Feature extraction and selection were performed in Python 3.9.12 using the open-source libraries PyRadiomics [34] (v3.0.1) and scikit-learn [35] (v1.0.2), respectively. First, 14 shape features were extracted for each VOI, and then the following radiomics features were extracted from PET and CT images, respectively: 18 first-order statistical features, 24 gray level co-occurrence matrix (GLCM) features, 14 gray level dependence matrix (GLDM) features, 16 gray level run length matrix (GLRLM) features, 16 gray level size zone features matrix (GLSZM) features, 5 neighboring gray tone difference matrix (NGTDM) features, and 744 wavelet features. In addition, 22 SUV associated semi-quantitative indicators such as SUVmax, SUVpeak, and SUVmean for each VOI were calculated using the PET-IndiC plugin of 3D Slicer.

Levene’s test was used to assess the equality of variances for all 1710 features to make the decision on whether to use an independent two-sample t-test or the Welch’s t-test [36]. Then, features with statistical significance (P < 0.05) were kept in the subset of radiomics features.
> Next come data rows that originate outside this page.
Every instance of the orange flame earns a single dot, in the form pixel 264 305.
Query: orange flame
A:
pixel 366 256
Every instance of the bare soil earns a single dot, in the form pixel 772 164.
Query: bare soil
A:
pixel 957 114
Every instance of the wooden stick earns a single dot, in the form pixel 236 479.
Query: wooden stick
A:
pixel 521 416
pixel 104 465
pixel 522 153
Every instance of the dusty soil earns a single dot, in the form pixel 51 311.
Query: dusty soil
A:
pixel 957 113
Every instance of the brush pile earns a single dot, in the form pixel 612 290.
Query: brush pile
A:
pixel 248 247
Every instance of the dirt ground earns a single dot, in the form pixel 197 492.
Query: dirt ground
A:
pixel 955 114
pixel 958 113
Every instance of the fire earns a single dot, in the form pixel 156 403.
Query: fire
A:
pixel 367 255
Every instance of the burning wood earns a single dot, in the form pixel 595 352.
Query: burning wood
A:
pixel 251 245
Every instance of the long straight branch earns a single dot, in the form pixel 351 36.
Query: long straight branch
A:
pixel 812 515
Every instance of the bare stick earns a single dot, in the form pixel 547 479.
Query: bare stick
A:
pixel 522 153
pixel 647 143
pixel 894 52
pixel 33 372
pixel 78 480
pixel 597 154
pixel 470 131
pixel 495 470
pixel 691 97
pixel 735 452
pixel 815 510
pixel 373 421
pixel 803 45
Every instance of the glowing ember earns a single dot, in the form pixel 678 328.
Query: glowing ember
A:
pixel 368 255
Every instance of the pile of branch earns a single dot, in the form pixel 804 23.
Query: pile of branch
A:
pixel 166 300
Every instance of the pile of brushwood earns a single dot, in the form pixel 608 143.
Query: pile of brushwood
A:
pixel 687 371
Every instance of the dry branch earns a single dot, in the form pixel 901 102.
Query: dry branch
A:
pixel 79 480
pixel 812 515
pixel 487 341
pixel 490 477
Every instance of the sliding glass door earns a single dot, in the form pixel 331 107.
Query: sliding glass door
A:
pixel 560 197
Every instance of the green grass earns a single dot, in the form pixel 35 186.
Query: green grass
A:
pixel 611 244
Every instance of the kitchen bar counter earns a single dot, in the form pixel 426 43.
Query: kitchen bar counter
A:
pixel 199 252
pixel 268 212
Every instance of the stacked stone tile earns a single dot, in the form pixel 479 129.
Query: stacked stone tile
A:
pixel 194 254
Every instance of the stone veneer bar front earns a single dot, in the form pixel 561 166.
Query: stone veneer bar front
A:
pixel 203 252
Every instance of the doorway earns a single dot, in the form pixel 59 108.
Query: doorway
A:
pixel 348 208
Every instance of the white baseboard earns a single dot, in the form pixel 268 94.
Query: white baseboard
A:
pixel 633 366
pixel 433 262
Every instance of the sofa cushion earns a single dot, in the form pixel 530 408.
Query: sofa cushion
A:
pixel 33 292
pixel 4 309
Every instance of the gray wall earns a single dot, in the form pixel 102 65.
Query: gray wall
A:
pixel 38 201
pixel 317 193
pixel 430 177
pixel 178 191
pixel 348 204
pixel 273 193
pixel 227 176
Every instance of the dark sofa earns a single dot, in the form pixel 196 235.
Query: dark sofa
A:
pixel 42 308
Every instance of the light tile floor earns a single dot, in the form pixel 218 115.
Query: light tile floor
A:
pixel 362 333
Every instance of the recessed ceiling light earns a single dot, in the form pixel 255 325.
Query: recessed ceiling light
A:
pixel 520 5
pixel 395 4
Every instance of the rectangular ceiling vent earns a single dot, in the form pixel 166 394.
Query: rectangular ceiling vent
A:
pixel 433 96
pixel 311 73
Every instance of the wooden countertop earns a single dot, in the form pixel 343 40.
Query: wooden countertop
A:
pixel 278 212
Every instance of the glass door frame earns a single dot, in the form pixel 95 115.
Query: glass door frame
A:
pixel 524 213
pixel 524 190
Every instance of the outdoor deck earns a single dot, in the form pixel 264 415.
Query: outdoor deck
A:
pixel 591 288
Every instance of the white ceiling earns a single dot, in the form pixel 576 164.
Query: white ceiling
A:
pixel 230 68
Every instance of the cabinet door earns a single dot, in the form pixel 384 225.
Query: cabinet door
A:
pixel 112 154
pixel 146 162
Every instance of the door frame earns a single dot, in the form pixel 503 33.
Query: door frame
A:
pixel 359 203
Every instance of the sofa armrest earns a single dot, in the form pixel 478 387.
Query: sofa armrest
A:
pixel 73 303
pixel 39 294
Furthermore, the features were dimensionality reduced using least absolute shrinkage and selection operator (LASSO) regression through 100,000 iterations and 10 cross-validations, and the dimensionality-reduced features were used to build radiomics models.

Model Development and Validation

The machine learning models were built and trained on a per patient level and a per lesion level, respectively. Firstly, all patients or lesions were randomly divided into training and validation sets with a ratio of 7:3 by 10 times cross-validation. Then, two different types of models were built. The first model was named as PET/CT-based model. In this model, CT radiomics and PET radiomics features were analyzed. The second model was named as SUV/CT-based model. In this model, CT radiomics features and only SUV-associated semi-quantitative indicators extracted from PET were analyzed. Subsequently, five different machine learning classifiers including logistic regression (LR), linear support vector machine (LSVM), support vector machine with the radial basis function kernel (SVM-RBF), neural networks (NN), and adaptive boosting (ADA) were applied to each constructed model.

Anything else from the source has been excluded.